After a year of anxiety, Fiona finally feels she can start looking to the future.
While she was on maternity leave from her council job for the majority of her illness, she says the team has been amazing.
“It’s tricky, but once I’ve finished this and got it kicked, I would love to get back to work.”
When a Givealittle crowdfunding page was set up by friends to support Fiona, her story was soon picked up by both local media, on Stuff.co.nz, and as far afield as the online Australian branch of the UK’s Daily Mail.
She was overwhelmed by the reaction and was soon inundated with offers of photo shoots, glamourous pamper days, and practical support.
At first it was hard to accept help from friends, let alone strangers, but she soon came to see it was a healing process for her own family, as well as a community willing to step up and help.
“You don’t do it alone,” she says. “Some people like to shut down and deal with it alone, you don’t want other people to think you’re weak.
Accepting help is not a sign of weakness, it’s beneficial to both those that offer as well as, more importantly, to you.”
She has now been in Ashburton for three-and-a-half years and has recently bought a home in Tinwald with her mum.
A fantastic support network, life-long friendships and community spirit, have made it clear that Mid Canterbury is home for the trio.
Her message to anyone with concerns about their health is simple. If you have changes, get them checked out.
“If you are worried about something, don’t stop and sit back and think, it’s nothing. It’s better to be checked properly. If you need to, change doctors in order to find someone who will help you fight for specialist care.

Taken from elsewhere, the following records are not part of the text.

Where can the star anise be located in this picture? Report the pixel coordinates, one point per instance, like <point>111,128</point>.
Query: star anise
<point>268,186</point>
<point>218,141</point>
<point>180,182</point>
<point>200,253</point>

“And having now done chemo, always do everything you can, even if they say to you it’s game over, don’t give up.”
Sure, she says it would be easy to dwell on what might have been if her cancer had been picked up sooner, but she also knows that may have resulted in her not being blessed with gorgeous Morgan.
He is her world. The reason she puts on a brave face each and every day to battle whatever life might throw at her.
“Initially, I was looking far ahead, then I got the bad news and thought I might not see him do this or that, but I didn’t want to dwell on that and be sad. I’m living in the moment,” she says.
“I would think, I don’t care what they say, I’m going to see him graduate and see his 21st and stay as positive as I can.
“And the more you talk about it, the less of a demon cancer becomes, because you’re neutralising it. It’s a bump in the road and we are just going to get over it.”